Le importanti ed imminenti decisioni da prendere…
Un esempio fra tutti: l’Autorità per le comunicazioni. L’Agcom prossimamente dovrà decidere su argomenti importanti: alla fine di agosto, infatti, scadono i 120 giorni che il Decreto Fiscale del Governo Monti ha concesso ad Agcom e Ministero dello Sviluppo Economico per definire il destino delle frequenze da assegnare agli operatori televisivi, i cosiddetti “beauty contest”. L’Autorità ha la possibilità di decidere se destinare le frequenze a nuovi operatori televisivi e non consentire la partecipazione alla gara di Rai e Mediaset, oppure decidere di dare una parte di queste agli operatori telefonici a Tim, Vodafone, Wind e La3, che sarebbero certamente disposti a pagare cifre molto alte a fronte di un aumento del traffico e della qualità del servizio per i propri clienti.
Ma soprattutto l’Agcom potrebbe decidere di dare finalmente ad Europa 7 le sue legittime frequenze.
A proposito, nel corso di questi dieci anni, dove è stata l’Autorità? Perché ha permetto al Governo di prorogare vecchi diritti al posto delle legittime richieste di Europa 7?
Ma torniamo ai compiti del futuro: l’Agcom prenderà provvedimenti rispetto alla ricezione del digitale terrestre che di fatto sta impedendo di vedere la televisione a tanta gente (vogliamo contare quanti hanno deciso di passare al satellitare da quando è iniziata l’era digitale)?
Infine, l’autorità potrebbe decidere di consentire la partecipazione alla gara delle nuove frequenze a Rai, Mediaset e La 7, escludendo gli operatori telefonici. Addio beauty contest e addio introiti per le casse dello Stato, perché all’asta ci sarebbero meno operatori…
In questo contesto c’è solo da sperare che un ex deputato di Forza italia, ex dipendente mediaset, un ex consigliere Telecom Italia e altri commissari dalla formazione professionale a dir poco “distante” dalla materia, mantengano un atteggiamento assolutamente terzo e indipendente.

Proposte
Torniamo al concetto principale.
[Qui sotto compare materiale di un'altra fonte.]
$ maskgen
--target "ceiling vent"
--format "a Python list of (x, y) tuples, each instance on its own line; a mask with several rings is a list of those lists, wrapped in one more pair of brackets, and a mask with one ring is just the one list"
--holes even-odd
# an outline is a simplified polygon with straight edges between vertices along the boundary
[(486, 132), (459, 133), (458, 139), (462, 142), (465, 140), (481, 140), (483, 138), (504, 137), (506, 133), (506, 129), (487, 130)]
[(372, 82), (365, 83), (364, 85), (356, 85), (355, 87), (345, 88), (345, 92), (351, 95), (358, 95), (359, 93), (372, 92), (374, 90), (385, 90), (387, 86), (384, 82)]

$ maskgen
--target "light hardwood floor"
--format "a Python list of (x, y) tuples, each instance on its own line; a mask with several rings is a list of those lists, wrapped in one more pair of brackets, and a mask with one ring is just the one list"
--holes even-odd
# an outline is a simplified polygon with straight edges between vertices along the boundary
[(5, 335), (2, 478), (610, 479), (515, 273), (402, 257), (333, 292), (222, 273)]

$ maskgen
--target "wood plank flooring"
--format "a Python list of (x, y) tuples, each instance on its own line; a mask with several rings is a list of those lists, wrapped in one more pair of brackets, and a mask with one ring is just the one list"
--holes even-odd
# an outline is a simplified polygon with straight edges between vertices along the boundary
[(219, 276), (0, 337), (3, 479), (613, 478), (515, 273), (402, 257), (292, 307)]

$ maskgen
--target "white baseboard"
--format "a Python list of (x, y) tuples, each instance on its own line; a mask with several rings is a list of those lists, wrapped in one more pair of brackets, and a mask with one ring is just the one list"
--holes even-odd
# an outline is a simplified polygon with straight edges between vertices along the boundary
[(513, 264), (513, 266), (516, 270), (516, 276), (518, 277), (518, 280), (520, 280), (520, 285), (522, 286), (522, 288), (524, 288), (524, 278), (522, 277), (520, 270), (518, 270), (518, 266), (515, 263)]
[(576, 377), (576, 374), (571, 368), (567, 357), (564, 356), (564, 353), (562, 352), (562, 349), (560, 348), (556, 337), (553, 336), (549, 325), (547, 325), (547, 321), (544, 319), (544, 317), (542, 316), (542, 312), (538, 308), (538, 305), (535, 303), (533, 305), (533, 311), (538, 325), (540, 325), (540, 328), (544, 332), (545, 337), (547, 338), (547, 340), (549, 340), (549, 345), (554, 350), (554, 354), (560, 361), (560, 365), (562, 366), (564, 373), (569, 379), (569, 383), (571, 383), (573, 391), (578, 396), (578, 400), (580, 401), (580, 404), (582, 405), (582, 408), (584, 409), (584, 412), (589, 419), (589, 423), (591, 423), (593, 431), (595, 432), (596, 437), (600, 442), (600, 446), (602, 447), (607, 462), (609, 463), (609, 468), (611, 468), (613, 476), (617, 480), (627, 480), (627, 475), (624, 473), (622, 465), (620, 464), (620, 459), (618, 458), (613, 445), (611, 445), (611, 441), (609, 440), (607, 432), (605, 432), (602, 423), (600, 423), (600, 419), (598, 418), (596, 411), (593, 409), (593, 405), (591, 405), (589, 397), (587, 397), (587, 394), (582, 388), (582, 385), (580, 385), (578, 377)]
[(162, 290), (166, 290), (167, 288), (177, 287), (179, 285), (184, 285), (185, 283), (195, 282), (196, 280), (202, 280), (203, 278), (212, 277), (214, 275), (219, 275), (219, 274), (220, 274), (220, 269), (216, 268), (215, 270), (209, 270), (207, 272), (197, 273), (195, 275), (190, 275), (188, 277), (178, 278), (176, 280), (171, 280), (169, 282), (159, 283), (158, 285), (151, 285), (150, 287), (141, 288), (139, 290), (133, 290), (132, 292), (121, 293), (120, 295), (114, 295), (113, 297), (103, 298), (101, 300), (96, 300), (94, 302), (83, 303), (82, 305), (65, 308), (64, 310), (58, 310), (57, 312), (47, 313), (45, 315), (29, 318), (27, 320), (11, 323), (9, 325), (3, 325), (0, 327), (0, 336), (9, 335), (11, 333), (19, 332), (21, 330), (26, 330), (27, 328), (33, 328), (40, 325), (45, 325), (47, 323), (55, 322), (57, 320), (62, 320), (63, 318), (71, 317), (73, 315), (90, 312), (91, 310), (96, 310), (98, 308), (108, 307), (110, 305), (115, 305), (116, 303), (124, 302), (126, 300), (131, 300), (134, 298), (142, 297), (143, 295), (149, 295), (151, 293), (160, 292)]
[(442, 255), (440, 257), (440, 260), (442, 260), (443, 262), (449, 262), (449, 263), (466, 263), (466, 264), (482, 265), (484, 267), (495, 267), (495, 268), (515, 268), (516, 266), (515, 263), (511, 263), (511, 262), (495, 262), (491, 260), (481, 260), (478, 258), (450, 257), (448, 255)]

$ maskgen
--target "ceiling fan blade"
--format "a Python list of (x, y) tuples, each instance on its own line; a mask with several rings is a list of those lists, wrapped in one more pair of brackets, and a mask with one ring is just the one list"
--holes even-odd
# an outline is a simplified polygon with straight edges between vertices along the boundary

Il problema non è la nomina parlamentare, il problema è chi nomina il Parlamento.
Se questo non riesce proprio a far ricadere la scelta in figure di alta professionalità in grado di assolvere il loro compito, occorre allora fare qualche modifica.
Forse si potrebbe inserire qualche incompatibilità in più, qualche qualifica in più, qualche curriculum in più, questo sì.